Sunday, November 30, 2008

戒不掉

就像毒瘾一样,碰了就戒不掉。。。
就像陷阱一样,跌了就逃不了。。。
就像你一样,存在过就忘不掉。。。
是宿命吗?

假期这么久,昨天惠的一句话就讲进心坎里。。。
每个人都有过去,但为什么今天的我还是背着过去在过活?
惠问的每一个问题,我都很认真思考,然而我给的答案都不是标准该给的。
省思,高尚的人格和卑贱的地位,原来真的只是一线之差。。。
那我是前者,还是后者?

反差太大,为什么单纯的大学生活在假期后就变了样?
以为这四年会帮我重新洗礼,但半年后才发现,
形成了的污点,只能暂时性覆盖,并不能永久性去除的,
就像纹身一样,就算去掉后,那种痛你还是会牢记心里。。。

找不到一个平台,可以真正让我肆无忌惮地说出我要说的。。。
因为我知道,这种心情,真的真的只有走过的人才知道。

#...如果你不曾出现,我会不会觉得快乐一些...#
#...我搞不懂我们到底怎么了...我想不透我们到底怎么了...#
SHE的歌反复播放着,在脑海中。。。

~如果你要上天眷顾你,你就要自爱一点~
刹那间,我开始相信报应这种东西,如果我抢了或破坏了一个比我还单纯的女生的幸福,我就一定不会得到幸福。。。

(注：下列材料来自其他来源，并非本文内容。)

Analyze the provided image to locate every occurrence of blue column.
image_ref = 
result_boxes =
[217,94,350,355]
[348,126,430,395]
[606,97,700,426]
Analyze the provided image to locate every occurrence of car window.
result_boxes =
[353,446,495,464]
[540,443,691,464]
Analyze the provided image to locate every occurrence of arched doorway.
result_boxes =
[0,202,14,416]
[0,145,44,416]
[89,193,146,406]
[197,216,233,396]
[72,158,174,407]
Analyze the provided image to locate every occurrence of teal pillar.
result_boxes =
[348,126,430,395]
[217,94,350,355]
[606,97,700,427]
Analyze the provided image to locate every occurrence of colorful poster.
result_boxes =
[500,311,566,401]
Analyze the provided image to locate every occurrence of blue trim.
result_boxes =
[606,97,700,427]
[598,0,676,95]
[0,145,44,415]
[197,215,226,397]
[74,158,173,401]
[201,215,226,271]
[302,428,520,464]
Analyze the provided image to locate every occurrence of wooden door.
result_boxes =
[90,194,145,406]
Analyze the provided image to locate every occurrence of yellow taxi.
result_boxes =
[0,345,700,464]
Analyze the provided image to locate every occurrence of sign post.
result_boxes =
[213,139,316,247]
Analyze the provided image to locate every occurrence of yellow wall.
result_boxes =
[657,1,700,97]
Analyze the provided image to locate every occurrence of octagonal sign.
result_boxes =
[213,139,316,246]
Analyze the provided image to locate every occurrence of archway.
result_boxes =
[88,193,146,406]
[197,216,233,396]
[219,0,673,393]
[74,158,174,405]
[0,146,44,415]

~如果是外面十五六岁就踏入社会工作的,ok,那个我没话讲;可是你是大学生耶!你有受教育的啊!~
是大学生又怎样,大学生不等于angel。


*其实,原文比现在你们读着的长很多,但我也删了很多。挣扎了很久,我还是选择性的逃避。*

Friday, November 28, 2008

当亲吻的出发点不再是爱时~

~当亲吻的出发点不再是爱时。。。那种关系能维持多久?


今天才发现,
一个女人最没有价值的时候,
不是因为被别人蹂躏,
不是因为被外人诬蔑,
不是因为自己的私生活很糟糕,
而是,
当她开始会可怜自己的时候。。。

Tuesday, November 25, 2008

outing**

After waiting for soooo long, about half year, finally we manage to do a small gathering......hahaha...


~girls of the day...mei sing, me, see pey n chin chin......

~ms, siong voon n i....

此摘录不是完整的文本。